Many economists and investors expected CPI inflation to rise smoothly due to an increase in electricity and gas prices. After droughts in US and Russia and light monsoons in India, a further rise in food prices has also been anticipated. The Bank of England, having been witnessed a CPI inflation above the 2% target for more than three years, now expects inflation to fall back in the autumn of 2014.

Stubborn inflation deterred some policy-makers from approving another cash boost for the economy in November, and this month the Bank again voted against more government bond purchases.

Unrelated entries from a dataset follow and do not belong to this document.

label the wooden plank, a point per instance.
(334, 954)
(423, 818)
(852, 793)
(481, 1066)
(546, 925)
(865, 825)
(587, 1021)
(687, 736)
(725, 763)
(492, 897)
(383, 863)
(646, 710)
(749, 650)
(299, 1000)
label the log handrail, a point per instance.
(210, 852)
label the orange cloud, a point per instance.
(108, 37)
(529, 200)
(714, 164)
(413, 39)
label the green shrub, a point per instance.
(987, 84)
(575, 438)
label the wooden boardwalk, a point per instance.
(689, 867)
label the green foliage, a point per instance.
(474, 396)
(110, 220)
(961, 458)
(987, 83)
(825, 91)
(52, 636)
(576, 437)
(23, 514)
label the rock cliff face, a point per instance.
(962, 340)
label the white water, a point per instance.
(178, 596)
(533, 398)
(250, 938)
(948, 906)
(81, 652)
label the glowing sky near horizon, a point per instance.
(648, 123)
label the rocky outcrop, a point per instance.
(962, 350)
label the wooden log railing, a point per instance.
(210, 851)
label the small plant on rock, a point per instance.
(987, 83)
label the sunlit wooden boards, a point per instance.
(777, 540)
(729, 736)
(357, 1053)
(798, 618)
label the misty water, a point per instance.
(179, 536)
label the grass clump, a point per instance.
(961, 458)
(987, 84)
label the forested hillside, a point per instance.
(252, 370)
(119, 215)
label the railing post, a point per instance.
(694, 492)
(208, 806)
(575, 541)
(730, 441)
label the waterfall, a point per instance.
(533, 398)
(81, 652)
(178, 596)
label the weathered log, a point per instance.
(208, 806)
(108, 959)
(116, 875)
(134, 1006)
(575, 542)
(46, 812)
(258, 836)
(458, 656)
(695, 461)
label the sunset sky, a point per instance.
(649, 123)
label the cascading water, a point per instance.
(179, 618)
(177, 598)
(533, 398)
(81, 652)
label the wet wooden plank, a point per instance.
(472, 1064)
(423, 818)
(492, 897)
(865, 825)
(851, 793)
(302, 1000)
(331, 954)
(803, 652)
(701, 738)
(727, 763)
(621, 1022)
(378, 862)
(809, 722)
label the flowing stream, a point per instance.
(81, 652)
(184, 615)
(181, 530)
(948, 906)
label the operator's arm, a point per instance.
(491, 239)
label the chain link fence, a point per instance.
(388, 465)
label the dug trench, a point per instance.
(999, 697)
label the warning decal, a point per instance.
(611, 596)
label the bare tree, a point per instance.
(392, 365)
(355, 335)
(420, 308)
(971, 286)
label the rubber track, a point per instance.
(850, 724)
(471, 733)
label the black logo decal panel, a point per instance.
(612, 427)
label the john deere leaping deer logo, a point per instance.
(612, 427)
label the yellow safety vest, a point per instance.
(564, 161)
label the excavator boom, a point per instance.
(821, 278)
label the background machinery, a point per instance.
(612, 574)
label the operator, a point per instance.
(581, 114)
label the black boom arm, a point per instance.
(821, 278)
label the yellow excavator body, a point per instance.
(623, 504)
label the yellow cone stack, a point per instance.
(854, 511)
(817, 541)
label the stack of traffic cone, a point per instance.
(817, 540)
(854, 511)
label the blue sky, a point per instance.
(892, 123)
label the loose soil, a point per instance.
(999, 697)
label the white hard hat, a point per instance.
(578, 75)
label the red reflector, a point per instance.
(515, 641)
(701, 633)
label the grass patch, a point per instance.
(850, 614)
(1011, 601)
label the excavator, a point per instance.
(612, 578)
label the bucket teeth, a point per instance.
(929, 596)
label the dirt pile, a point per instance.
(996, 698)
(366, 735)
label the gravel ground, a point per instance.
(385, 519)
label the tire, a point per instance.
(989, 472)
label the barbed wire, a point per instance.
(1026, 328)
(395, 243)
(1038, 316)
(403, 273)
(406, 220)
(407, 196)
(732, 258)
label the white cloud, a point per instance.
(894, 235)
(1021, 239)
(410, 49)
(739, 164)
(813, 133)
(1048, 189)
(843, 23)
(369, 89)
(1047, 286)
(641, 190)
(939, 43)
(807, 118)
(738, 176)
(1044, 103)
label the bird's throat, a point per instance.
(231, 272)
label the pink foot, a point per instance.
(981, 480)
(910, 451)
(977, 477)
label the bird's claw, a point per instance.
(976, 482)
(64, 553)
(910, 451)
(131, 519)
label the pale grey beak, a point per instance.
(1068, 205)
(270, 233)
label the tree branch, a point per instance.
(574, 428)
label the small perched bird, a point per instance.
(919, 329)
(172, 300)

Economists are divided over whether quantitative easing (the Bank of England purchasing treasuries, lowering their yields and boosting bank lending to households and businesses) does much to support growth and jobs, and some fear it has only lifted inflation. A quarterly BoE report released on Tuesday concluded that QE succeeded in increasing money supply throughout its three rounds.

Recently the Bank of England has tolerated high inflation because of the depressed state of the economy, which led the Bank to overestimate how quickly CPI would return to its normal target. Mark Carney, the governor of the Canadian central bank who will take over Sir Mervin King in June, has already hinted at the possibility to scrap the inflation target and replace it with one based on nominal GDP (not adjusted for inflation). The move would enable the Bank to tolerate higher inflation in a period of recession, to inject some more money into the real economy and to act more aggressively against an economic slump.